К весне 1931 года идея использования заключенных для колонизации Печорского края вошла в повестку Политбюро. 20 марта 1931 года Сталин приказал Высшему совету народного хозяйства изучить идею добычи угля в Печорском бассейне44. Вслед за тем 15 апреля Политбюро приняло резолюцию: начать в этом году систематическую добычу угля под руководством Северного краевого комитета ВПК(б) и ОГПУ45. Эта резолюция Политбюро представляет собой главный водораздел в истории Воркуты. Теперь государство должно было выделить значительные ресурсы для основания постоянного поселения на берегах реки Воркуты, чтобы добывать тамошний уголь. Тот факт, что руководство этим колонизационным проектом и ответственность за него были возложены на ОГПУ, оказал решающее влияние на будущее этого нового аванпоста. Он означал, что большинство «колонистов», которым предстояло заселить этот регион, будут заключенными и ссыльными. Таким образом, эта резолюция не только послужила катализатором основания будущего моногорода Воркуты, но и привела к созданию одного из самых печально известных лагерей советского ГУЛАГа.
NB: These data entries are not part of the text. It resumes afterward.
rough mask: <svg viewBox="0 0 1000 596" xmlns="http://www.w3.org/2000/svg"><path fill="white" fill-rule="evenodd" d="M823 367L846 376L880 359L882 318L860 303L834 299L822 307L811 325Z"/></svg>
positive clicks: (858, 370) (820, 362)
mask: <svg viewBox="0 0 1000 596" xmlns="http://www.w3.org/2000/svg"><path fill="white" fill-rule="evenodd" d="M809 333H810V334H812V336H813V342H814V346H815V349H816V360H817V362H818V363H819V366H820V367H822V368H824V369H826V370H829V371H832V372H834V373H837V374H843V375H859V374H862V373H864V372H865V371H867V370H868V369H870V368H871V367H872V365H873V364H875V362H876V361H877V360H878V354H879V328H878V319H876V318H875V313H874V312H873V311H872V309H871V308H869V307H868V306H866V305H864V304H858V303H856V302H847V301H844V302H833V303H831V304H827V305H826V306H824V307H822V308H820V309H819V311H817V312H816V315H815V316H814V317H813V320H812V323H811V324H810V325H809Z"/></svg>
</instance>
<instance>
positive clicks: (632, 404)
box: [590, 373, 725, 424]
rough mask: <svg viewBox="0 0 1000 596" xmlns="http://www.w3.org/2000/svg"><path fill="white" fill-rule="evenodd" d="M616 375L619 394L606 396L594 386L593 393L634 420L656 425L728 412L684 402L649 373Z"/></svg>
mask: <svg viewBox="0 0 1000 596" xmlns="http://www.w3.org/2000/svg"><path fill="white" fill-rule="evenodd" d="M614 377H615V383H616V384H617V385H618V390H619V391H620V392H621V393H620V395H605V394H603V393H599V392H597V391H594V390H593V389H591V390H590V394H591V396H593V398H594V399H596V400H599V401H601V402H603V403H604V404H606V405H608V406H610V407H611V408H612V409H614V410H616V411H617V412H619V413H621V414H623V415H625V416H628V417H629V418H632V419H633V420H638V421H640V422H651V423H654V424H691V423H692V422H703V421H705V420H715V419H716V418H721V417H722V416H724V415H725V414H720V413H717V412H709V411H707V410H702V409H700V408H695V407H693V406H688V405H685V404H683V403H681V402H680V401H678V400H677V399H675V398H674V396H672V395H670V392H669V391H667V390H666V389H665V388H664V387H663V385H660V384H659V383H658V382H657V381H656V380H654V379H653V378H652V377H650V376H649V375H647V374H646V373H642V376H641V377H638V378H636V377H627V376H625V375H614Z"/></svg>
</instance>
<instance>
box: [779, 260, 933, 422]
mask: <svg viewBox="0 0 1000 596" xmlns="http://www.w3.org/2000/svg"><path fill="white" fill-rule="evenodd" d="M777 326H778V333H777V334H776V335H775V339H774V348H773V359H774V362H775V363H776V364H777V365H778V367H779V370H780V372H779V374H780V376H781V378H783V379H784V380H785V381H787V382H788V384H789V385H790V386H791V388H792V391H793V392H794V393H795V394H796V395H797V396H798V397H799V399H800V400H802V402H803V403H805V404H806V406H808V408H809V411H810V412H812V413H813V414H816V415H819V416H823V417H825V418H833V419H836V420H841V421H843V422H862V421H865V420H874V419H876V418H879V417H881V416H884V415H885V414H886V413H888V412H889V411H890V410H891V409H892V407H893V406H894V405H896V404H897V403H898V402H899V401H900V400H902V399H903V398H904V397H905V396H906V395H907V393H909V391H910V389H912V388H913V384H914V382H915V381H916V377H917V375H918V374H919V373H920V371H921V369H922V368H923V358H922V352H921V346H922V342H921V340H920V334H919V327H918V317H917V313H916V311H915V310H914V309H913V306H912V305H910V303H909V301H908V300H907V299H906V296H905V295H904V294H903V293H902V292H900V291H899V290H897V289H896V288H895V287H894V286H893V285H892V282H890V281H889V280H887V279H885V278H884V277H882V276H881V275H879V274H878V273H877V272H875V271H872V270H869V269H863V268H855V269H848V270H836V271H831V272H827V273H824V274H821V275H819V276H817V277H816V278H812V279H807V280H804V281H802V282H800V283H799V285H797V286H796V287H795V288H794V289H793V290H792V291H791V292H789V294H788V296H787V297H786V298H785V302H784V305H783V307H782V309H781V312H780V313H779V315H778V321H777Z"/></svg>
Тем летом из Чибью (Ухты) прибыли первые 39 заключенных из Ухтинской экспедиции. Тяжелейший путь по реке и суше занял несколько недель46. Заключенные и материальные ресурсы шли постоянным потоком в течение всего короткого лета, так что к ноябрю прибыло уже 2009 заключенных47. Геологическая разведка, научное изучение и закладка шахты интенсивно велись в течение всего короткого арктического лета48. Продолжалось строительство постоянного поселения на берегах реки Воркуты, хотя его сильно тормозила нехватка строительных материалов, которые приходилось везти издалека. К сентябрю, когда закончился первый летний сезон, заключенные построили хлебопекарню, баню-прачечную и склад49. Они также начали строить кирпичную фабрику. На бумаге новая колония на берегах Воркуты теперь имела значительное количество заключенных, официальное географическое обозначение «Усинское отделение Ухтинской экспедиции» и административный центр под названием Рýдник. Но на практике колонисты были теперь полностью отрезаны от советского «материка» и боролись за выживание, и этой борьбе было суждено унести тысячи жизней

В свою первую зиму Воркута погрузилась в кризис, который так и продолжался почти до конца десятилетия. Материалов для строительства бараков или любых других постоянных убежищ не было, поэтому заключенные зимовали в землянках, которые отрыли в крутых речных берегах и покрыли дерном. Эта зима была особенно холодной: температура регулярно опускалась ниже −50° C. Продуктов хватило только до апреля50. В советских архивах, кажется, не сохранилось никаких официальных данных о смертности, но, без сомнения, сотни заключенных умерли в ту первую зиму от болезней, холода и голода. Здесь, на географической окраине обширной территории Советского Союза, зияющая пропасть между утопическими планами советских руководителей и реальными возможностями государства по исполнению этих планов стала очевидной и повлекла трагические последствия51.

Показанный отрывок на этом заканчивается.